When Redmond leaders announced roughly eight years ago that they landed T-Mobile’s call center and more than 300 jobs with it with a combination of tax breaks, cheap land and labor, it was an economic development coup on par with Prineville’s wooing of Facebook, or at least it seemed like it in the pre-social media age. I recall then-Governor Ted Kulongoski choppering into the Redmond airport for the ceremonial ribbing cutting.
Less than a decade later, and a sea change in the cell phone business, T-Mobile is pulling up stakes in Redmond and several other areas around the country as it seeks to regroup in the cutthroat cell phone world where it has been relegated to an also-ran in the line of U.S. carriers. Earlier this year, AT&T pulled the plug on a deal to merge the two companies after federal regulators scrutinized the deal.
In all T-Mobile is closing 7 of its 24 call centers nationwide and laying off roughly 3,300 full and part time employees, including 363 in Redmond. While T-Mobile assures that it will be hiring many of those associates back in coming months and years when it finishes “restructuring” they won’t be clocking in at Redmond. Those jobs will be added at the remaining call centers, and no doubt, at entry level wages.
Read the city of Redmond’s response here:
REDMOND OR – T Mobile USA informed city of Redmond officials today of their plan to close their Redmond based call center, in addition to several other call centers nationwide at the end of June. The T Mobile call center is one of Redmond’s top 5 largest employers, and this closure will directly impact the 363 employees currently working at the Redmond facility.
T-Mobile also informed city of Redmond officials that most of those affected will have the option to transfer to jobs at remaining call centers in other states, including Tennessee, South Carolina and Maine. T-Mobile said it will be hiring for 1,400 positions at the facilities to remain open. There will be a net loss of 1,900 positions as a result of the company-wide consolidation. Employees still working at the Redmond call center when it closes will receive career coaching, severance and two months of paid health care coverage, T-Mobile said.
“They’ve been a good corporate citizen and have provided job opportunities for many people living in our city and in the surrounding cities,” states David Brandt, Redmond City Manager. “While the closure will not directly impact the city’s general budget, the decision will be particularly difficult for many of our families, particularly those who have both the husband and wife working there.”
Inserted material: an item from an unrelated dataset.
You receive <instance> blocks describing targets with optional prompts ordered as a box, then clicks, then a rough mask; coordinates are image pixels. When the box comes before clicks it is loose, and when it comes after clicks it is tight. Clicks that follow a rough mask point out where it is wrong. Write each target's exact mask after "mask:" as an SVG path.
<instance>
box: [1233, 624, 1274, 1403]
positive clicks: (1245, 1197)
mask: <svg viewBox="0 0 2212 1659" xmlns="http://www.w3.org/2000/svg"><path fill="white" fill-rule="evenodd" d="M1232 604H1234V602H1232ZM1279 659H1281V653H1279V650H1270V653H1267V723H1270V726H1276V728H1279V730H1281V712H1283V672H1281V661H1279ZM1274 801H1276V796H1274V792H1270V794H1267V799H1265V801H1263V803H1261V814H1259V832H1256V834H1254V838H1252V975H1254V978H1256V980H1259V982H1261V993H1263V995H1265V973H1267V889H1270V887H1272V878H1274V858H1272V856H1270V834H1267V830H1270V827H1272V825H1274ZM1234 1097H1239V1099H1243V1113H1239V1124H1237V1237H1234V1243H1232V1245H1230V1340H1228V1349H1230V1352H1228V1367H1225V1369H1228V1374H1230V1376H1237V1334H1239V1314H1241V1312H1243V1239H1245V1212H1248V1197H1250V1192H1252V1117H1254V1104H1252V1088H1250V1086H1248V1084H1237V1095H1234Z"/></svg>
“While this is difficult news for the Redmond community and our hearts go out to the 363 people that work at T Mobile, EDCO and REDI have seen activity swell for new business prospects and several in this industry,” remarks Jon Stark, Manger of Redmond Economic Development Inc. “The existing turnkey facility and the current available workforce are assets to help leverage these prospects in Redmond direction.” The city of Redmond will continue to work closely REDI and EDCO to identify potential leads and to get this employment and building vacancy filled as soon as possible.
T-Mobile opened up in Redmond in 2005 due to the City’s recruitment efforts and Enterprise Zone program. “We are obviously very disappointed in learning of T-Mobile’s closure and the resulting layoffs in our community. However, we will continue to work towards providing programs and policies that are attractive to businesses and creating jobs in Redmond”, notes Redmond’s Community Development Director, Heather Richards.
“This is obviously a set-back for our community’s economic recovery, but Redmond is resilient and we will get through this,” remarked Brandt.